In addition to arsenic other heavy metals may also be a source of concern with regard to ground water.
The “three-kolshi arsenic filter,” devised by Dr. Abul Hussam, a BEN-CC member, and his colleagues, has received wide recognition and is being used widely for removal of arsenic from drinking water.
A general switch from groundwater to surface water holds the most promising route to overcoming the problem of arsenic and other heavy metals in the long run.
A switch from groundwater to surface water is also necessary because the groundwater table is a limited geological resource that will get depleted if used continuously, so that dependence on groundwater cannot be a sustainable long term strategy for the country.
Aggressive use of groundwater will lead to land-subsidence that can exact a heavy toll, particularly in urban areas.
Depletion of groundwater has already become a problem in north-west region of Bangladesh.
Since 1970s foreign lending agencies have been pushing Bangladesh toward groundwater despite the long term un-sustainability of this option.

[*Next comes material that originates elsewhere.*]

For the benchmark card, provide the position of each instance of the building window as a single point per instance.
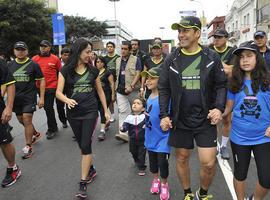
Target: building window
(264, 13)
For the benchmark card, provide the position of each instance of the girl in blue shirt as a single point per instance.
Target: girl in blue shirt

By disconnecting floodplains from adjoining rivers, the Cordon Approach has aggravated Bangladesh’s dependence on groundwater.
By adopting the Open Approach, Bangladesh can conserve the abundant surface water of the summer months and use it in the winter and thus minimize the use of groundwater, as has been the practice in this country in the past.
Bangladesh can also make use of rainwater harvesting to get pollution free water.
Efforts may be made to enhance recharge of the groundwater table.
Bangladesh should reverse its current tendency toward increasing dependence on groundwater and adopts the long-term strategy of depending on surface water;
Everywhere inside the country, national government, local governments, and communities need to develop reservoirs where the monsoon abundance of surface water can be preserved for use during the winter;
Necessary steps have to be taken for centralized filtration and supply of these reservoirs’ water to the neighboring population for drinking purposes;
Where such centralized filtration and supply is not yet possible, various low cost filtration methods (such as use of alums or fitkiri) need to be promoted and made available;
Until surface water supply can be ensured, and people has to depend on groundwater, steps should be taken to ensure appropriate test for contamination by arsenic and other heavy metals;
Screening and monitoring of tube-wells for arsenic contamination has to be intensified, and people are encouraged to drink water from safe tube-wells only, if they cannot meet their drinking water need from either surface water or rain water harvesting;
In cases where people have no source of drinking water other than contaminated tube wells, necessary steps have to be taken to ensure that low cost arsenic removal methods are made available to them;
Bangladesh needs to avoid attempts by commercial and other vested interests to reap unethical profits from the arsenic misery through marketing expensive arsenic kits;
In using arsenic removal methods, appropriate care has to be taken in disposal of the arsenic sludge, and centralized methods need to be put in place at the community level for such disposal;
Extensive as well as intensive public awareness program has to be launched urgently on the danger of drinking arsenic contaminated tube-well water and urging;
Skills of doctors and health workers have to be enhanced in diagnosing arsenicosis and in providing medical and health care to all affected patients.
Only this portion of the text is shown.